Track 1
Engineering
For software teams integrating Claude into products, internal tools, and developer workflows. Hands-on with the API and the SDKs your team actually ships with.
Foundations: the mental model
How Claude works at a level deep enough to build on. Model family (Opus, Sonnet, Haiku) and when to use each. Context windows, tokens, and the things that quietly cost money.
Prompt patterns that survive in production
System prompts vs. user messages. Structured output with XML tags. Chain-of-thought, few-shot, and self-critique. When fine-tuning is the wrong answer and when it isn't.
Tool use, function calling, and agents
Giving Claude the right tools and the right rails. When to let Claude drive vs. when to keep the orchestration on your side. Agent loops, hand-off rules, and what to never automate.

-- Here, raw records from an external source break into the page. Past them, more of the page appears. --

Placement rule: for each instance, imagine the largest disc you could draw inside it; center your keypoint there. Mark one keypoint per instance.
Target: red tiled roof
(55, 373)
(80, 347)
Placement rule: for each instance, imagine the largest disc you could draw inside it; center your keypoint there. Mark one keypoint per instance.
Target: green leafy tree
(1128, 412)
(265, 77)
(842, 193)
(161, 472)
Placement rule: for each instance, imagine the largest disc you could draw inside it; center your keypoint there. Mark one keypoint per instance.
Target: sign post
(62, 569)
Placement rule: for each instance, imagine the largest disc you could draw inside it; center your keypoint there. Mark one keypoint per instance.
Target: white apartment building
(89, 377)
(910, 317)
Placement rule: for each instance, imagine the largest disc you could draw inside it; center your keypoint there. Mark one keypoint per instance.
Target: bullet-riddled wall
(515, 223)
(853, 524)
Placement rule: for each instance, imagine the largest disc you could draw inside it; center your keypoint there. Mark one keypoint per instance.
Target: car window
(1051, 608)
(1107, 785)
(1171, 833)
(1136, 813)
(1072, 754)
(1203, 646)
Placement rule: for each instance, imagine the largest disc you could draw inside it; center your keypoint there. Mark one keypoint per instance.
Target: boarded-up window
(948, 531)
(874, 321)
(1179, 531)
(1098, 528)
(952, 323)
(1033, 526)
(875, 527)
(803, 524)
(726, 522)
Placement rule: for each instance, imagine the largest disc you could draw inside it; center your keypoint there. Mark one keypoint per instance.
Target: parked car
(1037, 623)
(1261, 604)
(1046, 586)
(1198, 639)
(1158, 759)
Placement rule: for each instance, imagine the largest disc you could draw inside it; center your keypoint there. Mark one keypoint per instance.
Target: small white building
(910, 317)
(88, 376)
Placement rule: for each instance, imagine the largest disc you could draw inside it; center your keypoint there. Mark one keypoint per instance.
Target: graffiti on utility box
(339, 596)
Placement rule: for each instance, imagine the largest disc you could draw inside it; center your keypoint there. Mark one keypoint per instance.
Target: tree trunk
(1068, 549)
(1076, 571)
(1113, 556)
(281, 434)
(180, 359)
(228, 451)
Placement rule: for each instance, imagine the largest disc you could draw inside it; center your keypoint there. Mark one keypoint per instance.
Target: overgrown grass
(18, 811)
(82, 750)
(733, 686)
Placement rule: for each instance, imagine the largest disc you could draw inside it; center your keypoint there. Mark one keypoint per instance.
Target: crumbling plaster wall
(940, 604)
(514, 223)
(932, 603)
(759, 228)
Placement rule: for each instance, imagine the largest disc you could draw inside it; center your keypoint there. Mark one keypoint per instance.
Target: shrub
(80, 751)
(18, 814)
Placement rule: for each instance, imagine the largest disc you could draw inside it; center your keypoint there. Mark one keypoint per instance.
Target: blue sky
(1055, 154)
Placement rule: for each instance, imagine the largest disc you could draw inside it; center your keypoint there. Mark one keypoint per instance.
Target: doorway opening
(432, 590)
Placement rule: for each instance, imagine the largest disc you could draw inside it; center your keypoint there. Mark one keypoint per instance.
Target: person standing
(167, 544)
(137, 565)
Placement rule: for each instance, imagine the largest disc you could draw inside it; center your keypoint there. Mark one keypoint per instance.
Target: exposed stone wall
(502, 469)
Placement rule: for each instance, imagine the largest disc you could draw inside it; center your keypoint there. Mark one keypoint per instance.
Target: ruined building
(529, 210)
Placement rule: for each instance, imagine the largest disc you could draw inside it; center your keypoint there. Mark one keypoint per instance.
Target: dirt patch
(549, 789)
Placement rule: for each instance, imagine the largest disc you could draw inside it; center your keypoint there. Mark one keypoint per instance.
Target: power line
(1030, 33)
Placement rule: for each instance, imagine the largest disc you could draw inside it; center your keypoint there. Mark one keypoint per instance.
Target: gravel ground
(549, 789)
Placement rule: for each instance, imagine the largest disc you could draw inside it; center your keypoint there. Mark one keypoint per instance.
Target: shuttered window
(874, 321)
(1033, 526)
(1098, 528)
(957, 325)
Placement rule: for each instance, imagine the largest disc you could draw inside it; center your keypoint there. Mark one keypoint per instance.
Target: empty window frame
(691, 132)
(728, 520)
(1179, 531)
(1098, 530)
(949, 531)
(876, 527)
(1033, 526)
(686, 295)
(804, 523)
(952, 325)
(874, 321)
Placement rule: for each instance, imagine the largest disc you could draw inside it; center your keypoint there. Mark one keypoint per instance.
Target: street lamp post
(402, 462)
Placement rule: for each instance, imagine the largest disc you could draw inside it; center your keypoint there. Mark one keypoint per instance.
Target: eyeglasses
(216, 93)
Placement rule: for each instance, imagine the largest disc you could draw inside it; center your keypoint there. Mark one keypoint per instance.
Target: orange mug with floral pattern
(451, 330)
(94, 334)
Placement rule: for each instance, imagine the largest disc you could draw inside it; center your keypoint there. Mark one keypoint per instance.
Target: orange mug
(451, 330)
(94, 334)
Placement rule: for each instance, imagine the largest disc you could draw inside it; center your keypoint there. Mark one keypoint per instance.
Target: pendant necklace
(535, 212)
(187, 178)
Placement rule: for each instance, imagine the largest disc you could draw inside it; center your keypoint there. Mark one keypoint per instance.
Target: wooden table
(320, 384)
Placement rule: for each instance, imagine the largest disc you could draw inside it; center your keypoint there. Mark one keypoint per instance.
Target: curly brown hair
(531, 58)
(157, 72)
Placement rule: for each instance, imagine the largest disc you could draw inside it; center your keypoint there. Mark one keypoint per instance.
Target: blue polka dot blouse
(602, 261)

Claude Code as a daily driver
Working alongside Claude in your codebase. Slash commands, skills, hooks, MCP servers, and the workflow patterns that actually save hours per day.
Cost, latency, observability
Prompt caching, batch requests, streaming, and model routing. How to measure what your AI features actually cost — and what to do when the bill surprises you.
Hardening and failure modes
Prompt injection, retries, fallbacks, model migrations. Building features that degrade gracefully when the model has an off day.